Over the course of this project, we have developed and implemented a new AI-supported de novo protein design pipeline (Frank et al., Science 2024), which makes it possible to construct unpredecently large custom proteins with high design accuracy. We expect this approach to enable combining de novo protein design with DNA nanotechnology to leverage the distinct strengths of both molecular frameworks. DNA origami contributes a rigid, programmable scaffold, while designed proteins introduce highly specific binding sites, enzymatic functions, or increased thermal stability. By precisely positioning these proteins on DNA scaffolds, we may achieve multivalent interactions with cells and can selectively incorporate catalytic modules. This synergy has the potential to enable co-delivery of DNA and protein therapeutics in a single carrier, outclassing conventional single-platform systems in robustness and versatility.

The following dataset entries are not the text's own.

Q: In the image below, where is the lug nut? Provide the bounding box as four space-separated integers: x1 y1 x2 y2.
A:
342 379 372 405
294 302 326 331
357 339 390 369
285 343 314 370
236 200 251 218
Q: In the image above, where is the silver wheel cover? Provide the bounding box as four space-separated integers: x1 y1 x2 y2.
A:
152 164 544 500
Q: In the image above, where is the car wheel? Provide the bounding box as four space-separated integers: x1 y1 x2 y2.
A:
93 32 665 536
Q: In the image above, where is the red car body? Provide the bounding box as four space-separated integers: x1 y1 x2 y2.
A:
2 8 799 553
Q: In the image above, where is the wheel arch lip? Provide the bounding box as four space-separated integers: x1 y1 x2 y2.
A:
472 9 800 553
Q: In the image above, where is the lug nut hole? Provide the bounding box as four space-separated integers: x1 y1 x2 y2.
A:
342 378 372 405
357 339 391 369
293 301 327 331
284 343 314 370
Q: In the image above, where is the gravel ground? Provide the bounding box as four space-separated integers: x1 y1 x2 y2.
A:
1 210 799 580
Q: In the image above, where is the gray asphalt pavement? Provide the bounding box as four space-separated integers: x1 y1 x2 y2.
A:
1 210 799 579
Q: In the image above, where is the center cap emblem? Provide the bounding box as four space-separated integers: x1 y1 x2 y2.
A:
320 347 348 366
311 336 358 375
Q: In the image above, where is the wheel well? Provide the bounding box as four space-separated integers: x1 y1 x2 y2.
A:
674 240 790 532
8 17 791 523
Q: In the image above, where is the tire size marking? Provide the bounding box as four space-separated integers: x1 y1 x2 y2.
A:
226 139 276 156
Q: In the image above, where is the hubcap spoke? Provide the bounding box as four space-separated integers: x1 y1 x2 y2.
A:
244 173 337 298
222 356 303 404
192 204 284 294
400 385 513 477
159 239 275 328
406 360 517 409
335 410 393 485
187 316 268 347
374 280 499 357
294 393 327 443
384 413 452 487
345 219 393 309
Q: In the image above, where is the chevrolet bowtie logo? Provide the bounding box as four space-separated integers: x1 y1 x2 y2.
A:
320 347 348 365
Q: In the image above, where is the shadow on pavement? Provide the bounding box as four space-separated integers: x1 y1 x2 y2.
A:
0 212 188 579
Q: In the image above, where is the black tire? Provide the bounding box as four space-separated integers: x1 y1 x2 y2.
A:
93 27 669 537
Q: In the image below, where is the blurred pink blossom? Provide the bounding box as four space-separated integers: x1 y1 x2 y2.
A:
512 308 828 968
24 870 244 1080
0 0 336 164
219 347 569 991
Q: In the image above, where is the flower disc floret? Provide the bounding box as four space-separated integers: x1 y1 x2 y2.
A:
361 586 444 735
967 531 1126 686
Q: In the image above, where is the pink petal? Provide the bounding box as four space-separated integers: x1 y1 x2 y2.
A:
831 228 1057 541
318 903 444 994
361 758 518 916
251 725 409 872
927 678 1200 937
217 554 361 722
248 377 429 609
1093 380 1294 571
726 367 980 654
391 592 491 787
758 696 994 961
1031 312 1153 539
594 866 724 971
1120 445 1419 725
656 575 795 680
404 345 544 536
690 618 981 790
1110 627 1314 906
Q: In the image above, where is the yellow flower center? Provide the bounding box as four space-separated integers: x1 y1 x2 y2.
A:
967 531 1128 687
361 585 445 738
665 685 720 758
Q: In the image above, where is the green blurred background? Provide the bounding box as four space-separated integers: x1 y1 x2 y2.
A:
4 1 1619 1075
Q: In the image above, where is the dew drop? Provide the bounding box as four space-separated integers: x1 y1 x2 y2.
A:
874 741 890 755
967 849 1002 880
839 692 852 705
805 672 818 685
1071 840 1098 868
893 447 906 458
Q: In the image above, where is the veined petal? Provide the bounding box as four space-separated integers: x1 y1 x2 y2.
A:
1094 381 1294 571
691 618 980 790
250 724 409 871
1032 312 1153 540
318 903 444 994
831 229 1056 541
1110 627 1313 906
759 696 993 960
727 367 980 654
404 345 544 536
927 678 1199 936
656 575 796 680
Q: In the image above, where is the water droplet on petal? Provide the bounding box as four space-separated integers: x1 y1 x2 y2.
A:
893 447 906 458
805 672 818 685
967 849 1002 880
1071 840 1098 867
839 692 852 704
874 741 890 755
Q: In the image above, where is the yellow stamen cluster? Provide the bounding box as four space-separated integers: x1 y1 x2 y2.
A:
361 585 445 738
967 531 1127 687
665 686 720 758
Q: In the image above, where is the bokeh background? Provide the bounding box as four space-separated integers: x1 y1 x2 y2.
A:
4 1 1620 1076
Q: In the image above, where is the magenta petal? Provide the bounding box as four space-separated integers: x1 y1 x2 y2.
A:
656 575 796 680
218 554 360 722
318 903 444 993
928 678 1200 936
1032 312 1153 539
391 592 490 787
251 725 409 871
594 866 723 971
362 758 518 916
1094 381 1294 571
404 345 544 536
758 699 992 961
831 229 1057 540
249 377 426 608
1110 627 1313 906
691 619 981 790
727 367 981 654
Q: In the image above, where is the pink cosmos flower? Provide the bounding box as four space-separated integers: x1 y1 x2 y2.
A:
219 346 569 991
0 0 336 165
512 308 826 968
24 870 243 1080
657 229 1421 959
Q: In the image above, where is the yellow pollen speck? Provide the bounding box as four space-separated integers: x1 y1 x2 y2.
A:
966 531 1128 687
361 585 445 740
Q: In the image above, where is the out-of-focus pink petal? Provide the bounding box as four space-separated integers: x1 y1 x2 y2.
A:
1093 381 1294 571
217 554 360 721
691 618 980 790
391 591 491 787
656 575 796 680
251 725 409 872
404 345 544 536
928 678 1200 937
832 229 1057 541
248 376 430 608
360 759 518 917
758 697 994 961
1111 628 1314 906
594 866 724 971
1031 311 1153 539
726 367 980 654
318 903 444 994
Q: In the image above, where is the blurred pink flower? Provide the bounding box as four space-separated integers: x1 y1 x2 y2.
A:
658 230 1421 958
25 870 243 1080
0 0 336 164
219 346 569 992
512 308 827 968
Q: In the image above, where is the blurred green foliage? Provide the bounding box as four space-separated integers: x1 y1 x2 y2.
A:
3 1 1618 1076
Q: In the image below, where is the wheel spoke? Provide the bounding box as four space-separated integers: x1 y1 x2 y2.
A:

Prior work predominantly focused on either DNA- or protein-based carriers, but the project’s integration of pH-responsive DNA motifs with sophisticated membrane fusion strategies and fully customized protein scaffolds offers an unprecedented degree of control over target recognition, cargo release, and intracellular trafficking. The high efficiency of nuclear import observed in arrested cells (Liedl et al., JACS 2023) was an unanticipated outcome, indicating new opportunities for transfection in otherwise challenging cell populations. Another noteworthy surprise involved the rapid kinetics of membrane budding enabled by cholesterol-modified origami shells (Pinner et al., under review). Experimental data show that geometry-optimized DNA assemblies can efficiently drive membrane remodeling. Until the end of the project we expect to make significant strides toward improving bottleneck steps such as endosomal escape and trafficking to the nucleus.
Overall, these findings extend well beyond previous achievements in gene delivery, membrane engineering, and synthetic biology. Going forward, the project’s hybrid design paradigm, uniting protein functionalities with carefully assembled DNA architectures, will provide a powerful new toolbox for targeted delivery and triggered release but also sheds light on fundamental processes like membrane remodeling and nuclear transport. In doing so, it opens up new possibilities for precisely engineered therapeutic vehicles that surpass the limitations of earlier generation platforms, setting a precedent for advanced cellular applications.